Nursing Interventions

  • Implement frequent neurologic reassessment and immediate escalation for worsening signs.
  • Support cause/severity-specific treatment plans: rest and symptom control in mild concussion patterns, including temporary cognitive/visual-load reduction (for example limiting reading/screen exposure) with graded return to activity.
  • Escalate any suspected concussion for same-day provider or emergency evaluation rather than watchful delay.
  • Prepare for neurosurgical pathways when severe injury causes pressure-related deterioration.
  • In rising-ICP trajectories, support ordered head-of-bed elevation (about 30 degrees) with neutral neck alignment while emergency escalation is underway.
  • Implement low-stimulation seizure-prevention measures when indicated (for example reduced light/noise and seizure-safety setup).
  • In immediate first-aid response, prioritize responsiveness and breathing checks, emergency activation for unconsciousness/respiratory compromise, gentle bleeding control, and cervical-motion protection when head/neck injury is suspected.
  • Reinforce prevention counseling (helmet and seat-belt use, high-risk activity protection).
  • Include adolescent-focused injury prevention teaching when relevant: no texting/phone use while driving, speed-limit adherence, and consistent seat-belt/helmet use.

Rapid Neurologic Deterioration Risk

Worsening intracranial pathology can become life-threatening; delayed escalation increases permanent-deficit risk.

Pharmacology

Drug ClassExamplesKey Nursing Considerations
Symptom-directed analgesia (mild injury context)Protocol-directed pain relieversUse cautiously with ongoing neurologic reassessment.
Sedation/anesthesia support (severe injury context)Procedure-specificCoordinate with airway and ICP management strategies when surgical intervention is required.
Neuroprotection-support contextsantiseizure, osmotic-diuretic, and selected coma-induction pathways by severityUsed in selected severe trajectories to limit secondary injury; requires high-acuity neuro-respiratory monitoring.

Clinical Judgment Application

Clinical Scenario

A patient with head trauma develops worsening headache, repeated vomiting, and new unequal pupils.

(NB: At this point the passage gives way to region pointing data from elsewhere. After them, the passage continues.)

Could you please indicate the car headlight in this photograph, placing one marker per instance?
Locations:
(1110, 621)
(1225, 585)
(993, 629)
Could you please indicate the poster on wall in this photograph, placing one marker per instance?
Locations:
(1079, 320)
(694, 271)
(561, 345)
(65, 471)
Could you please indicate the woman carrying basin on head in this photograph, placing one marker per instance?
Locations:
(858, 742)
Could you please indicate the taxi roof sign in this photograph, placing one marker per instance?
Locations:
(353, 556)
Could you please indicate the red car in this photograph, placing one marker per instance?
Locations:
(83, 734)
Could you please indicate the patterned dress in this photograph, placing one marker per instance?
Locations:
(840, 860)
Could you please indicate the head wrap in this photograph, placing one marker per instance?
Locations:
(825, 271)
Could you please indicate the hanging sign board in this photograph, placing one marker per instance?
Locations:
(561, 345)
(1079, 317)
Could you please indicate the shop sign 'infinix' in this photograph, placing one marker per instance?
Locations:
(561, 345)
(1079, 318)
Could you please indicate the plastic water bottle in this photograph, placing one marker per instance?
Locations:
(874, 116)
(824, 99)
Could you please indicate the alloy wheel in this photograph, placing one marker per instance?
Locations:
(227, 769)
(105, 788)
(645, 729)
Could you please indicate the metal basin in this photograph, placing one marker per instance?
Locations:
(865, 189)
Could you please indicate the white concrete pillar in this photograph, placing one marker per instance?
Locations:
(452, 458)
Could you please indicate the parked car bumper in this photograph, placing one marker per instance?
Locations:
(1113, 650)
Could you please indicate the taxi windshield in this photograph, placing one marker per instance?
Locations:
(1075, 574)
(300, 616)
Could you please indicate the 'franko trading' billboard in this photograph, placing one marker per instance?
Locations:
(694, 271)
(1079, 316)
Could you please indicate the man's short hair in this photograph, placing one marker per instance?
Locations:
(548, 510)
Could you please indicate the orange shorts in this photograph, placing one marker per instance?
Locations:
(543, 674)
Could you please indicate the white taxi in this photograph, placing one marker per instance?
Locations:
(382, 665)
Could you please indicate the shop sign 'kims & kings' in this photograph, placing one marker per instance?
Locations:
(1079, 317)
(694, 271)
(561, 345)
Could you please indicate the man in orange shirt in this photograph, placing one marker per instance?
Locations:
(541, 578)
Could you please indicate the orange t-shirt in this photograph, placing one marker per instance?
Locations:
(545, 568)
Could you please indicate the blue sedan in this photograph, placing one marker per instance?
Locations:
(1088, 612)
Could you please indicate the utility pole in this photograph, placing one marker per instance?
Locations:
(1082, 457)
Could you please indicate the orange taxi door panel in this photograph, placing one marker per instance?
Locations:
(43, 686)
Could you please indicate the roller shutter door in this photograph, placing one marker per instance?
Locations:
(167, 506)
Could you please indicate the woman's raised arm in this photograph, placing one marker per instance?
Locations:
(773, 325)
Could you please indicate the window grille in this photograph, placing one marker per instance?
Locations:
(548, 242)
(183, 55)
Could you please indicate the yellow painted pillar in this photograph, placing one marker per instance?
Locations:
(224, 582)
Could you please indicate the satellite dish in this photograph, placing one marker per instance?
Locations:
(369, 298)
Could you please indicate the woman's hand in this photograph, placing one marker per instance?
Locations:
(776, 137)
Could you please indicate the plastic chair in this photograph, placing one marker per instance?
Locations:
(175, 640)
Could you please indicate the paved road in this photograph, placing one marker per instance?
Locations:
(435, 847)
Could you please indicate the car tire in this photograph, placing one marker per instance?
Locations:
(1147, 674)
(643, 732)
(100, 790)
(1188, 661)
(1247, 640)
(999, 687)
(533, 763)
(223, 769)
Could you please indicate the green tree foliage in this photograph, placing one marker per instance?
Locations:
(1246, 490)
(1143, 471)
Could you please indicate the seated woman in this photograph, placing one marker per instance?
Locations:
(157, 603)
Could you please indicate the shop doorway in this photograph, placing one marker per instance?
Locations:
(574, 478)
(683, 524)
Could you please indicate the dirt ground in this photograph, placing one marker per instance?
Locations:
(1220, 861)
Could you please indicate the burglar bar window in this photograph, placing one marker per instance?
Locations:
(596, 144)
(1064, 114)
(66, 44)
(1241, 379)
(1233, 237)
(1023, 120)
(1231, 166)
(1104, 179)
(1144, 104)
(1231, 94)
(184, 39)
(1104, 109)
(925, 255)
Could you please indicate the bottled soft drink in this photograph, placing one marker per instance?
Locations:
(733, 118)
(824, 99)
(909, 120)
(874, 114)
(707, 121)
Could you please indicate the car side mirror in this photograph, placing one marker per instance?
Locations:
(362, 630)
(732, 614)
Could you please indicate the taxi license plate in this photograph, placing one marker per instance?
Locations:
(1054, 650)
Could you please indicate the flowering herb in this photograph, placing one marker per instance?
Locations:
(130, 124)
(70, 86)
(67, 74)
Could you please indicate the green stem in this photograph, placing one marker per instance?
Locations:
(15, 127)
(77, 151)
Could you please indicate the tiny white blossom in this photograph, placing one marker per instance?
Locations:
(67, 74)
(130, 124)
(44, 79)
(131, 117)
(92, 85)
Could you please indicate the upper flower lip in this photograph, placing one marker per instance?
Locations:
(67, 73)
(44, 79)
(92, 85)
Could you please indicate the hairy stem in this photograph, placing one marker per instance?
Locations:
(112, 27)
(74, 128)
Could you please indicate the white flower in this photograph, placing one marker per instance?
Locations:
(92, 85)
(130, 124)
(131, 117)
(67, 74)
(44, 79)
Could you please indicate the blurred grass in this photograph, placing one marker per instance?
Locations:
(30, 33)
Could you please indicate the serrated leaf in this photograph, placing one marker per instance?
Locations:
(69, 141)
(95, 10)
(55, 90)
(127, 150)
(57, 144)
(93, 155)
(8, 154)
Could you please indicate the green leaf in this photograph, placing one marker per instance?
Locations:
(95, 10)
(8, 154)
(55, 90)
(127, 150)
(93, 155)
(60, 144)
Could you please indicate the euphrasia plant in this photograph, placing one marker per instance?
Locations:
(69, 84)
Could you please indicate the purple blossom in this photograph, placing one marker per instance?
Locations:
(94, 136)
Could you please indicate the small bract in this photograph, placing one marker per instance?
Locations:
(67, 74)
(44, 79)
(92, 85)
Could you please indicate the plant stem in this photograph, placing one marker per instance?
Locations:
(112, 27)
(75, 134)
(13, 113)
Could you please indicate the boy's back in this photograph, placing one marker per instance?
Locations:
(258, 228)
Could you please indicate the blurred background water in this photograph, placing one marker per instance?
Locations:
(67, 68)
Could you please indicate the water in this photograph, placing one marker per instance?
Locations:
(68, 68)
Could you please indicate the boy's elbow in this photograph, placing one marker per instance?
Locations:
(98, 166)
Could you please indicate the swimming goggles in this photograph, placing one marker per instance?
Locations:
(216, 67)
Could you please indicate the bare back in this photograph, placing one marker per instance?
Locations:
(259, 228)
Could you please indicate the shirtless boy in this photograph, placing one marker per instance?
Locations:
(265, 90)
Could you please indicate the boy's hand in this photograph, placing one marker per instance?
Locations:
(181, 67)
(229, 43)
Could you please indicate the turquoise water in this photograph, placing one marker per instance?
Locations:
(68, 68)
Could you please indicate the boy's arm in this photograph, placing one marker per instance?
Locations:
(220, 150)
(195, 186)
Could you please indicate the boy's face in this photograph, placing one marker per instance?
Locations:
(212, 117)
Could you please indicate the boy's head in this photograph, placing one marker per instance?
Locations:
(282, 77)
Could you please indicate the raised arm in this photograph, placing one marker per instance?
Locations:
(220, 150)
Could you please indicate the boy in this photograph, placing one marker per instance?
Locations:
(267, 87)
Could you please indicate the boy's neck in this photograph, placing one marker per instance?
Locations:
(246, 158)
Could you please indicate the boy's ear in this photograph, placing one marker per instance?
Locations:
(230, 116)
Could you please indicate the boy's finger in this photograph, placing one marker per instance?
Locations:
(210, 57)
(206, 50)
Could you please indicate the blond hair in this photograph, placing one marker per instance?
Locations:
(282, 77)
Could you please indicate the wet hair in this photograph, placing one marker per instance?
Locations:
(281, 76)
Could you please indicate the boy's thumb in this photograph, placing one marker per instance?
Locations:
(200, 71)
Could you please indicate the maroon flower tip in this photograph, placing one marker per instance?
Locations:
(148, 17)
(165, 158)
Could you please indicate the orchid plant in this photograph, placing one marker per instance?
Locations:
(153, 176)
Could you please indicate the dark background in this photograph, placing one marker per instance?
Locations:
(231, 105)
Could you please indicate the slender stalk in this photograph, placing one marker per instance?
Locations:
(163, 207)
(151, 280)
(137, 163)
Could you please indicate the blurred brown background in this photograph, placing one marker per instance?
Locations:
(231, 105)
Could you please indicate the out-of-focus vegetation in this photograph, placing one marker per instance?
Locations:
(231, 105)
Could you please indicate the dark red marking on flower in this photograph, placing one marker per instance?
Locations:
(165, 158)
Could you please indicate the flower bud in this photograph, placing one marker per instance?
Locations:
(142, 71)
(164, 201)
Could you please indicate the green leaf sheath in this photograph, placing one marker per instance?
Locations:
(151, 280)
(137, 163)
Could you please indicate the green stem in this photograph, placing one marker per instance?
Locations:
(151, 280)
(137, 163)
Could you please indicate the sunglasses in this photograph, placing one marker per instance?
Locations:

  • Recognize Cues: Progressing intracranial injury warning signs.
  • Analyze Cues: Secondary neurologic deterioration is likely.
  • Prioritize Hypotheses: Prevent herniation and permanent brain injury.
  • Generate Solutions: Escalate urgently for emergent imaging and neurosurgical evaluation.
  • Take Action: Activate emergency pathway and intensify neurologic monitoring.
  • Evaluate Outcomes: Definitive intervention is delivered before irreversible decline.

Self-Check

  1. Which symptoms most strongly suggest severe rather than mild TBI?
  2. Why are serial neuro checks critical after initial TBI stabilization?
  3. How do management priorities differ between concussion and severe TBI with mass effect?